Another unusual gesture by the Qatari ruling family, with a positive Catholic twist, was an invitation to six top American universities, with special areas of undergraduate expertise, to open campuses in Doha. Georgetown University was invited for its program in foreign service, including international economics, international politics and culture and politics.

Called the “largest educational experiment in the Gulf” by the Financial Times in 2013, it is said to be the brainstorm of Sheikha Moza bint Nasser al-Missned, wife of the last emir and mother of the current ruler, who wanted her youngest daughter to receive top-notch college instruction without leaving home.

Jesuit Father Thomas Michel, a professor for the last year at Georgetown’s Doha campus, which opened in 2005, told the Register, “This is a tremendous commitment to education by the Qatari government. The core curriculum is the same in Washington and Doha, so everyone has to take theology and philosophy. I teach theology, I teach Muslim-Christian relations and a Bible course.”

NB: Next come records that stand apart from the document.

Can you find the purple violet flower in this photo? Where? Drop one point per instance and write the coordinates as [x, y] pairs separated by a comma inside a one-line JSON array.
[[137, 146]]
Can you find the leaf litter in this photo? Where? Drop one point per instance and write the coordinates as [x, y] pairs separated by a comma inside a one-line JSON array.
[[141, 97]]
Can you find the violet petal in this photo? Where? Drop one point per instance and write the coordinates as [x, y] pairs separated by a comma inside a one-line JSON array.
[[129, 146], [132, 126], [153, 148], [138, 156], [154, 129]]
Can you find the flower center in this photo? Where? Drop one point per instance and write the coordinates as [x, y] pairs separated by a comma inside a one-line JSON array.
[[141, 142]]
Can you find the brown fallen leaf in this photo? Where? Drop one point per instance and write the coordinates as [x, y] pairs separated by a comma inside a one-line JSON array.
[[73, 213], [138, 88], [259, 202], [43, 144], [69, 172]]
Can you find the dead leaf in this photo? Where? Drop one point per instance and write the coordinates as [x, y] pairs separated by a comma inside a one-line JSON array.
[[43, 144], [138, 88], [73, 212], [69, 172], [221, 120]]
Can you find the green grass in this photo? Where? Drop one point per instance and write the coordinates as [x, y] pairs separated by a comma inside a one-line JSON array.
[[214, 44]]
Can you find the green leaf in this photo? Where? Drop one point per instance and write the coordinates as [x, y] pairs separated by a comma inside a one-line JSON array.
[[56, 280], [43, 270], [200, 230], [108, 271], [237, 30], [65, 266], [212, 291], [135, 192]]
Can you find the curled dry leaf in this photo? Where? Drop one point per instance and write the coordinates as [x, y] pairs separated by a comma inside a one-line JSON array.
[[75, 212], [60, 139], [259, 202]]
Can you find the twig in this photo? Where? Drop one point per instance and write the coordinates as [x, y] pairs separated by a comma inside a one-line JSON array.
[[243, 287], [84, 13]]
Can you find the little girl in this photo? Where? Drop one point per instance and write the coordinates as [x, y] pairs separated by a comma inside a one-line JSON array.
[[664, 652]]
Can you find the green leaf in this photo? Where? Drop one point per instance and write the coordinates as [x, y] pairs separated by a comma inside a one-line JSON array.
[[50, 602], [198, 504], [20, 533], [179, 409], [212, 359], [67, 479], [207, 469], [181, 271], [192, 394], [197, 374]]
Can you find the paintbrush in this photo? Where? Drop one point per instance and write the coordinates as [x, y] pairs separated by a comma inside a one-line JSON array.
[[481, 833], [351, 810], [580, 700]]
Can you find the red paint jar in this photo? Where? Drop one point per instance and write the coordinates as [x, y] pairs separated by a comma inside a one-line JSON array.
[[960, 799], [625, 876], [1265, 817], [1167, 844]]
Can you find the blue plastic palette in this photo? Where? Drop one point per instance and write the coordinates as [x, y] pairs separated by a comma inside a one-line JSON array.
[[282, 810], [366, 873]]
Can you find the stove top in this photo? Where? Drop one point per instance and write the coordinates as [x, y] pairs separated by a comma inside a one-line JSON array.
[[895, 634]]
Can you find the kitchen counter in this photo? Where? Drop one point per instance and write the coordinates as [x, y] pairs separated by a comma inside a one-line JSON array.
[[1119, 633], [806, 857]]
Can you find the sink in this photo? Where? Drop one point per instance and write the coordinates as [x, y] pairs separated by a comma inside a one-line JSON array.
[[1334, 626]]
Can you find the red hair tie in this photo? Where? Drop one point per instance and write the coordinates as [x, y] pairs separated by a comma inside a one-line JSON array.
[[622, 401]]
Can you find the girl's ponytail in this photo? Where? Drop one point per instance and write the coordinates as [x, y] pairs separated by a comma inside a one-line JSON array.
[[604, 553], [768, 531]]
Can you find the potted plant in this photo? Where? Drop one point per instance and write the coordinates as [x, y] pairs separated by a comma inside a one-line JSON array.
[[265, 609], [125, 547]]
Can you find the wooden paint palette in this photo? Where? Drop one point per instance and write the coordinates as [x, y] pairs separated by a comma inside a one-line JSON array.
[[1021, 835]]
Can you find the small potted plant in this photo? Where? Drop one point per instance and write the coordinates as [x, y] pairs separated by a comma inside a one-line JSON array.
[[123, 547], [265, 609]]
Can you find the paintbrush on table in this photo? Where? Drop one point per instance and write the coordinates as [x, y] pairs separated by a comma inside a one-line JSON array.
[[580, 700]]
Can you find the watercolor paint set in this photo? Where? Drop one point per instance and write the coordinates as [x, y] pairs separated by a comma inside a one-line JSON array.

“My students are one-third Qatari; another one-third is people living in Qatar, with parents who are Egyptian or Syrian for example; and one-third are international students from places such as Russia, China or Cyprus,” the priest continued.

“The students are smart, enthusiastic and soaking up what we teach,” said Father Michel, who described how impressed he was that students even knew a lot about the Society of Jesus.

Qatar’s commitment to education and jump-starting universities’ capacity for local youth has not been matched by concern for the migrant workers literally building the nation’s economy, according to groups such as Amnesty International.

 

Issues Facing Guest Workers

In Qatar, especially, the drive to build infrastructure and facilities for the 2022 FIFA World Cup — the first time the premier soccer tournament will be held in an Arab nation — has led the country to import cheap labor from Southeast Asia in numbers that the country possibly is not equipped to handle.

The “sponsorship” system used to bring workers to the country is ripe for abuse: People are sponsored to come, without the possibility of changing jobs or, eventually, gaining citizenship. To leave the country, guest workers must have permission. Therefore, employers have extensive control over the autonomy of foreign workers, which is especially problematic when someone runs away from an abusive employer and is, typically, arrested as a result.

Amnesty International published a report last year on the construction sector in Qatar, “The Dark Side of Migration,” alleging miserable work conditions, including 12-hour workdays, inadequate food, overcrowding and unsanitary labor camps. Based on personal interviews, the report claimed workers routinely had passports confiscated, salaries withheld and contracts violated.

A report on systematic abuse against domestic servants in Qatar — the majority are female, including 30,000 Filipino women — was released in March. It found isolation, overwork, physical and sexual abuse and fear to be characteristics of the workforce.

Church bulletins report on efforts to try to help parishioners who lose their jobs or can’t collect wages.

 

The Challenge of Unity

Overall, according to Bishop Ballin, the primary challenge is achieving unity: “We have many nationalities and languages. We celebrate in five rites in Kuwait and in 13 languages, for example.”

“Every community would like to be alone, with its own priest, separate from the others,” he added. “In this case, we have many Catholic churches besides each other and not one [Roman] Catholic church, although we respect all the rites. So unity of the Church is the biggest challenge for us.”

Judging from its dedicated website, that both unifies all the activities while treating the various church communities separately, the vicariate is actively progressing toward the bishop’s goal.

Victor Gaetan writes from Washington, where he contributes to Foreign Affairs magazine.